Шолл обратил внимание на девочку лет пятнадцати в спортивной майке и камуфляжных брюках; она неуверенно поднимала винтовку, а некий крепко сложенный уроженец Манчестера заботливо показывал ей, как следует целиться. Была здесь и кучка молодых людей, которые слушали дешевый магнитофон, выдававший басовые ноты, разглядывали карты и переругивались на языке жителей южных предместий Лондона.
Командир подразделения предложил Шоллу легкого пива, хороший ужин и отпустил его спать. Шолл сам был удивлен тем, насколько он вымотался. Прежде чем офицер оставил его, они побеседовали — в самых общих словах — о ходе войны. Шоллу достало осторожности, чтобы не выдавать своих планов, не опережать события. Но в том, что он говорил, звучало спокойствие, ощущение подготовки. Он не обсуждал свои планы, но его неразъясненное предложение («Не хотите ли вы присоединиться ко мне») подразумевало некую отстраненность.
Когда Шолл проснулся, он вышел из палатки на влажную поляну и неслышно обошел лагерь. Мужчины и женщины, населявшие лагерь, как и накануне, сидели группами, работали или играли, но Шолл знал, что за ним наблюдают. Он уже знал, что на него смотрят с подозрением, хотя никто об этом не говорил. О его беседе с командиром, о его предложении уже стало известно.
Кое с кем он обменялся приветствиями. От кухни и прачечной исходил пар, от небольших костров — дым, так что Шоллу не пришлось встречаться глазами с солдатами. Они чего-то ждали от него и знали, что предложение грядет. Он явился к ним не так, как прочие напуганные лондонцы, не как беглец, ищущий защиты. Он кое-что им принес.

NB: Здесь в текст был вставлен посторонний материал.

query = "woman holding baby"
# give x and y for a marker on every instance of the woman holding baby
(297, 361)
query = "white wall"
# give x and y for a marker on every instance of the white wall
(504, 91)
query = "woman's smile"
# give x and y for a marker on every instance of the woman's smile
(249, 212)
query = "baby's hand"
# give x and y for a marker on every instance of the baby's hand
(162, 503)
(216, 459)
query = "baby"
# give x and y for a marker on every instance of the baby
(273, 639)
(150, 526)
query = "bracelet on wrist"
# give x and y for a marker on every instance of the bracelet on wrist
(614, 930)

Перемены в лагере были хотя и не очевидными, но несомненными. Солдаты ждали. Они смотрели на Шолла как на Иисуса с тревожным, исполненным надежды интересом, с недоверием и возбуждением. Во рту у него пересохло. Он не знал, как действовать.
К нему приблизился офицер.
— Мистер Шолл, — сказал он, — вы не хотите поговорить с нами? Не согласитесь объяснить, для чего вы здесь?
Шолл думал, что до этого момента еще есть какое-то время. Ему хотелось иметь в запасе день, чтобы почувствовать царящее в лагере настроение, и только потом говорить.